Price: $899,000
Several years ago, the union of two side-by-side condos in the converted Wojciechowski Funeral Home at Webster and Hamilton Avenue in Bucktown allowed for something quite unusual, for a condo or even a house: a 60-foot-wide floor plan. That’s what makes the newly listed 3,600-square-foot three-bed, the building’s largest unit, sing.
The 1996 conversion by architect Pappageorge Haymes permanently ended the funeral home’s 100-year-tenure. Its location, opposite the hulking Saint Hedwig Catholic Church, had made perfect sense. “People will still approach me occasionally to say they had services for a loved one in my building,” says seller Chris Caudill, “and to muse on the radical change.”

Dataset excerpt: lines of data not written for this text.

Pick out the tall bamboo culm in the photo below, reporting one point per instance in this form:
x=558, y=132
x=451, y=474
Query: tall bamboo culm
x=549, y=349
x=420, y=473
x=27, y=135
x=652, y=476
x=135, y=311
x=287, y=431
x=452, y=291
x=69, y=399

Caudill arrived in 2006 and began massive interior work, marrying original hardwood floors and ornate beams to new arched doorways and wood paneling. While aesthetically he had to contend with orange walls and blue trim, the bigger chore was adding new windows and doors, upgraded lighting, a pantry, and a powder room. He also built walls and put in new HVAC units. “It was way too open for me. The first winter heating bill was $700.” All told, Caudill estimates he spent $200,000 on improvements.
Other endearing features are the two wood-burning fireplaces, paneled lounge, chef’s kitchen, and huge master suite. Only a small fraction of living space is not on the ground level—some 600 square feet of basement rec room. In a typical duplex-down, the ground level is often a glorified studio with a lot of actual living taking place in cushy but inferior basements. This place rights that wrong. The main level has 11’ ceilings, large rooms, and the luxury of grand galleries, foyers, and hidden patios. Tall windows throughout and sliding glass doors to the patio soften the divide between interior and exterior and the pair of brick-walled patios with trees and fountains are oasis-like.
Caudill credits his two-year tenant, an interior designer, with bringing out the home’s full character in his absence. And, in fact, this tenant is selling his carefully matched furniture and décor separate of the listing. It’s been four or five years since Caudill lived in the unit. With children and work on the North Shore, it hasn’t been tenable. He now lives in Glenview.
Price Points: Caudill purchased the combo unit for $762,000 nine years ago and is asking $899,000. Intermittent attempts to sell, going back to 2008, saw the list price as high as $1.1 million. The unit compares favorably to area lofts in size and price per square foot. Under-construction 3-flats pushing sophisticated modern on Leavitt and on Armitage have three-bed units of unspecified size on the market for the same price. They are almost certainly smaller, and each has one less bathroom. Over on Damen, north of Armitage, the gulf widens. A new building at 2040 N. Damen has three full-floor condos that sold in the last six months for at least $1.2 million.
I’m not trying to instigate a tussle between trendy new-builds and custom renovations. There’s room for both, and the important thing is finding a space able to bend to an occupant’s shifting tastes over time. “I like the new wave of modern in the city,” says Berkshire Hathaway KoenigRubloff listing agent Brad Lippitz. “It’s refreshing. But this sits between modern and traditional and you can take it further in either direction.”